Global Warming and Adaptability
December 15, 2011
The Durban pit-stop in the endless array of climate summits has just ended, and predictably it reaffirmed the United Nations' strong belief that the most important response to global warming is to secure a strong deal to cut carbon emissions. What is almost universally ignored, however, is that if we want to help real people overcome real problems we need to focus first on adaptation, says Bjørn Lomborg, director of the Copenhagen Consensus Center.
- For example, what we can say clearly is that if we want to help New Orleans or other areas at-risk for hurricanes, cutting emissions will have virtually no impact for many decades.
- Bolstering hurricane defenses through improved levees and wetlands could, however, make a world of difference.
This is even more true for hurricane impacts in Third World countries.
- When Hurricane Andrew hit Florida, it cost 10 percent of the state's gross domestic product (GDP) and killed 41 people.

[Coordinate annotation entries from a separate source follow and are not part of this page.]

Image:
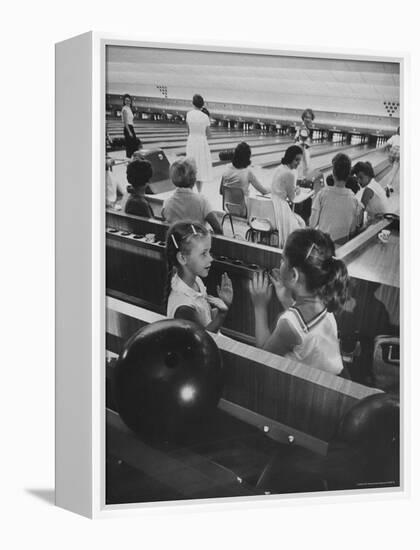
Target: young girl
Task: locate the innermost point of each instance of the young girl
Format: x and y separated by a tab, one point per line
373	197
283	189
188	260
310	284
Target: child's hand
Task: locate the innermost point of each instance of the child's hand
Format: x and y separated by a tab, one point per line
217	303
225	290
260	289
283	294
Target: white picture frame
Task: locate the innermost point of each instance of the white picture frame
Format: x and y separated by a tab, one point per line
80	272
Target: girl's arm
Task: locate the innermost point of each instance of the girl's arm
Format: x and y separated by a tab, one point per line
125	121
211	218
260	290
190	314
316	210
367	195
282	340
284	295
254	181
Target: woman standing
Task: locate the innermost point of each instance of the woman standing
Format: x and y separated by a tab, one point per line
238	174
303	140
131	142
283	189
197	145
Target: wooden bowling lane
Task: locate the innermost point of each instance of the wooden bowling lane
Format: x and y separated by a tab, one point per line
368	258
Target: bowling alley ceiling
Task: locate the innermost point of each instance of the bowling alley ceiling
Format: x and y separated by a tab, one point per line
339	85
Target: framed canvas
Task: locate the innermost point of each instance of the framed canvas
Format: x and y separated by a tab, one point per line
172	393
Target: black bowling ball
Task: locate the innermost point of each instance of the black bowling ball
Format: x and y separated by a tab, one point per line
373	423
168	379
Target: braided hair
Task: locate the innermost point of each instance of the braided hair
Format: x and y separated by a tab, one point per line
312	252
179	238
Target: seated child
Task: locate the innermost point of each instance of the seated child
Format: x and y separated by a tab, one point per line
336	210
373	197
139	173
188	261
184	203
310	284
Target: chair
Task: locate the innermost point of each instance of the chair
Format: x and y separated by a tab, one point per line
386	363
261	220
234	204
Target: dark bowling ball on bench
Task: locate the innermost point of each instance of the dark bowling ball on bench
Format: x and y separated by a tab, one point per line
168	379
372	424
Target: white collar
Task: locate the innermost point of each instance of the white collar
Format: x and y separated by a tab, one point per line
178	285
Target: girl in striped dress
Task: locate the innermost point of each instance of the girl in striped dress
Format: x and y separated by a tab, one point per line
310	284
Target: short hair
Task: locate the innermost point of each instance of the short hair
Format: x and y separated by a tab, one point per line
183	172
242	155
139	172
198	101
341	166
308	112
291	153
364	167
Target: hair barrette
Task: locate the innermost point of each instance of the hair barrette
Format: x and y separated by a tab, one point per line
175	243
310	251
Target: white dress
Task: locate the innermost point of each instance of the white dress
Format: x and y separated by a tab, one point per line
197	145
283	188
318	347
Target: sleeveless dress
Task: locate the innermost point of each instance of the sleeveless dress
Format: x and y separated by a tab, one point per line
197	145
283	188
378	203
319	347
183	295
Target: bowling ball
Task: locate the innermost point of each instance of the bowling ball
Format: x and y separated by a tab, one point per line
168	379
372	424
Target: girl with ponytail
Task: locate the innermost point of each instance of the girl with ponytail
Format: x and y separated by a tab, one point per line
188	259
311	284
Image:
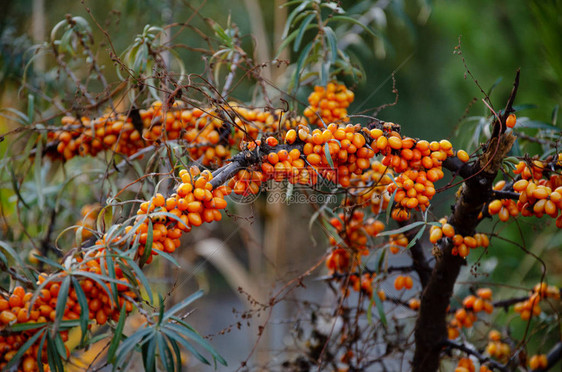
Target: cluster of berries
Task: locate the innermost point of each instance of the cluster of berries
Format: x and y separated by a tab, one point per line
539	188
467	365
353	233
328	104
467	315
194	202
531	306
496	348
206	131
461	244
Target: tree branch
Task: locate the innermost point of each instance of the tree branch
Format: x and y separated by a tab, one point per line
431	326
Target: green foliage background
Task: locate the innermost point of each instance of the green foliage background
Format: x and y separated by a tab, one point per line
497	37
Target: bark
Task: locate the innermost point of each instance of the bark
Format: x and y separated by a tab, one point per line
431	326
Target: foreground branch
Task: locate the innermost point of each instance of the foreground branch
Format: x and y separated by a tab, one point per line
431	327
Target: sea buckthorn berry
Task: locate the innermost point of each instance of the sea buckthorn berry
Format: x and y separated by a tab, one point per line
510	121
484	293
414	304
399	282
494	207
463	156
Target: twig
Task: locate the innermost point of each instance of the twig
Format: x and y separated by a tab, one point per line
481	358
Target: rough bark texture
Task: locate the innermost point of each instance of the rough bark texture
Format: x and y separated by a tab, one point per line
431	327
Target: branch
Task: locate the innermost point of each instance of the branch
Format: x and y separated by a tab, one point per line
553	356
431	327
481	358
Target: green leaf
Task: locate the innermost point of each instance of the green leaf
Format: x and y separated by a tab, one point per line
177	351
165	353
380	309
176	337
354	21
141	277
289	39
554	116
381	260
390	203
149	355
535	124
55	362
141	57
300	63
182	304
40	352
117	334
332	42
83	302
188	331
302	29
496	83
25	347
297	11
61	302
30	108
129	344
148	245
404	228
328	155
61	350
416	237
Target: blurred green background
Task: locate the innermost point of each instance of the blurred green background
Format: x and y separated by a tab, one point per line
497	38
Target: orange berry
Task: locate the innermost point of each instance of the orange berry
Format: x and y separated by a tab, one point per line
463	156
399	282
510	121
435	235
495	206
408	282
7	317
484	293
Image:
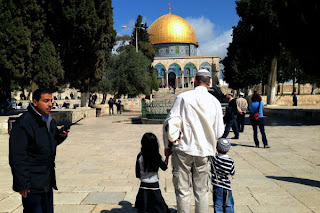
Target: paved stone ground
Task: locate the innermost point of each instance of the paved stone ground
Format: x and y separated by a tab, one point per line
95	169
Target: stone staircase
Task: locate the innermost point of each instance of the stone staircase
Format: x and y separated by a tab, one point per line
166	95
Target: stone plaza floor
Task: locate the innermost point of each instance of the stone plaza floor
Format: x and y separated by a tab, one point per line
95	168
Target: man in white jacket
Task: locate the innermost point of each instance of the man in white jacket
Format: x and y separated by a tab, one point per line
193	126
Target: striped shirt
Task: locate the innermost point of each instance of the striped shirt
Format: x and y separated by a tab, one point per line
222	166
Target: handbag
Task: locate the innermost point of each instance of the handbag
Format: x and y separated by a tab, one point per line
256	115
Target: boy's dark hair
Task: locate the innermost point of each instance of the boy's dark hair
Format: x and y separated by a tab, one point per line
256	97
203	79
37	93
150	152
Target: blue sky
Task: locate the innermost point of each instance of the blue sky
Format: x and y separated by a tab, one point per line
212	20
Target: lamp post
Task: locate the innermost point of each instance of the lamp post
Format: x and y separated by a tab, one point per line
136	34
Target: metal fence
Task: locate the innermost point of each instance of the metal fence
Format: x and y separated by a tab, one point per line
156	110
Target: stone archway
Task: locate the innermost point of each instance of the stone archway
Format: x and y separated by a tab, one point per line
172	80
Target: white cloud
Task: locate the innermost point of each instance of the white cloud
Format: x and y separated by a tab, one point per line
210	42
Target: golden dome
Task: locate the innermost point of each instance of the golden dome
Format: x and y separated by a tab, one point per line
171	28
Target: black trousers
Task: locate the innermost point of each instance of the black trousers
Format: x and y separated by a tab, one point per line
240	121
38	202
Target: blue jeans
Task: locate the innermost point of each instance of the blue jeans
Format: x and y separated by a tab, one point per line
38	203
231	123
255	124
222	200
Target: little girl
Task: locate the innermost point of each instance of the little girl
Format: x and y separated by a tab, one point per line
149	197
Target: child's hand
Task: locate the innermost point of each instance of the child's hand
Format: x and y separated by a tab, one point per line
167	151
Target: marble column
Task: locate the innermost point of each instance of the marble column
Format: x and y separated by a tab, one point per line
182	79
167	79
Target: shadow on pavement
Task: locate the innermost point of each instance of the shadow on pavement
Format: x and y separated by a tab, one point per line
126	207
234	144
276	121
303	181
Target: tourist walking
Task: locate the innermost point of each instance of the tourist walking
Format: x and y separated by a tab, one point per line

- But when the similar-sized Hurricane Mitch hit Honduras, it cost the country two-thirds of its GDP and killed more than 10,000.
- Tackling hurricane impacts in developing countries is not about cutting carbon but about adaptation and economic growth to improve resilience.

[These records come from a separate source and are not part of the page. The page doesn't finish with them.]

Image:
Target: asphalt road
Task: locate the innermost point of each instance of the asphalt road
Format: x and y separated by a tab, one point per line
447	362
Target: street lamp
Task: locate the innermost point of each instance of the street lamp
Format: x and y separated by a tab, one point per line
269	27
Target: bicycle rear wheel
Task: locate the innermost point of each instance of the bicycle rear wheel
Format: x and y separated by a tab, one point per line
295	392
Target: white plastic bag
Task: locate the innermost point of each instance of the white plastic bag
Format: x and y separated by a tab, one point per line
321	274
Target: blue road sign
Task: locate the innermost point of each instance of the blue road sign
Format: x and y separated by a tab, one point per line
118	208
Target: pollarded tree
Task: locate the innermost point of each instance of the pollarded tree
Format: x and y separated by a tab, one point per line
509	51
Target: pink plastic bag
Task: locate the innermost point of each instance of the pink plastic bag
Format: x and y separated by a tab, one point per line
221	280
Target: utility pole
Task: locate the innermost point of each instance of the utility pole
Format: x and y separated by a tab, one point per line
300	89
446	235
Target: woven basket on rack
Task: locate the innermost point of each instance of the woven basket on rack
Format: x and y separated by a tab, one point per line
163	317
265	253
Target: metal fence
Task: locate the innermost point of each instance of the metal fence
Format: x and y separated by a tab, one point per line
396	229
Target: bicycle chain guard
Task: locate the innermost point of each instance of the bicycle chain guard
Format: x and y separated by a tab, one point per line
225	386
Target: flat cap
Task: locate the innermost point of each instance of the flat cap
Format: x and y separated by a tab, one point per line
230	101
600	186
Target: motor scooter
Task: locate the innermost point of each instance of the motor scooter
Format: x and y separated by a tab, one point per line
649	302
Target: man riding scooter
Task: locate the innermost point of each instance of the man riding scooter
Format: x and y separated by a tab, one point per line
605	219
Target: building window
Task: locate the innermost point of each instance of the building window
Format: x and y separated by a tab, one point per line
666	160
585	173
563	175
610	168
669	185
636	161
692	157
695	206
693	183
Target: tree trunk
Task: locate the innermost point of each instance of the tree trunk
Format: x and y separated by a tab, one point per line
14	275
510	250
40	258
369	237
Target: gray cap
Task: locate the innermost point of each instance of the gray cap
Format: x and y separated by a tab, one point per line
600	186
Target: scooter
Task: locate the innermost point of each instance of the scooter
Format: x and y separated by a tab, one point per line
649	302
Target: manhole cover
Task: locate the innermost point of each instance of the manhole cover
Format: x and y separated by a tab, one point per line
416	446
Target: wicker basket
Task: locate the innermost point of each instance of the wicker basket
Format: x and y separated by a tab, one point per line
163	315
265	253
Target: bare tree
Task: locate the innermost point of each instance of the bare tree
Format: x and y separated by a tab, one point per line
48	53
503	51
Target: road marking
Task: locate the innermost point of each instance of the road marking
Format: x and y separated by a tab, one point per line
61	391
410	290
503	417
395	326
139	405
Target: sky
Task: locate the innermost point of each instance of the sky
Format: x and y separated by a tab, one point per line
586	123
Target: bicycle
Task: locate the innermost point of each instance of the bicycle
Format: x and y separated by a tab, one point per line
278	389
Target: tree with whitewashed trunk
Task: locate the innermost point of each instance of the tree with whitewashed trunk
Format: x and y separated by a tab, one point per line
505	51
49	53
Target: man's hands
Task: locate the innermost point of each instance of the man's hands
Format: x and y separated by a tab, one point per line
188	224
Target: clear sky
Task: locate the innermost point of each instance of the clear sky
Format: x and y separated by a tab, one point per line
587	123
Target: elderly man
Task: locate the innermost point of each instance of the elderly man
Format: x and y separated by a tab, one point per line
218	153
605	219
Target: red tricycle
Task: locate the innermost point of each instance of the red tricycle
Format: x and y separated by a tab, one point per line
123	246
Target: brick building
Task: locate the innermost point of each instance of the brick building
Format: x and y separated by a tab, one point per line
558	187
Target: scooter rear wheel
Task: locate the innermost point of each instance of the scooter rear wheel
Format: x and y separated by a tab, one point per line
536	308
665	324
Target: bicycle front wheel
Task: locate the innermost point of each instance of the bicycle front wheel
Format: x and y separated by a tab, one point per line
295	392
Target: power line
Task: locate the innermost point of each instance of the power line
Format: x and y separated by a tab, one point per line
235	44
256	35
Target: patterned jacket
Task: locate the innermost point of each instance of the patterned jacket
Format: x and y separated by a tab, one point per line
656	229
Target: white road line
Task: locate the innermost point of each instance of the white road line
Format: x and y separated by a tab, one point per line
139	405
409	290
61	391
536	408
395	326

This is true whether we look at hurricanes or at other problems exacerbated by global warming. Malaria cases, for instance, will increase along with mosquito populations, while food production in many developing countries will decrease.
The first step in focusing on adaptation is measuring it. The Global Adaptation Institute, led by former World Bank Managing Director Juan Jose Daboub, publishes the Global Adaptation Index, which shows how vulnerable countries are to global warming and how prepared they are to tackle it. The challenge lies not merely in reducing vulnerability but also in getting the structures in place so governments and investors can tackle adaptation in the most effective manner possible. The good news is we can improve lives today while building the crucial infrastructure needed for tomorrow.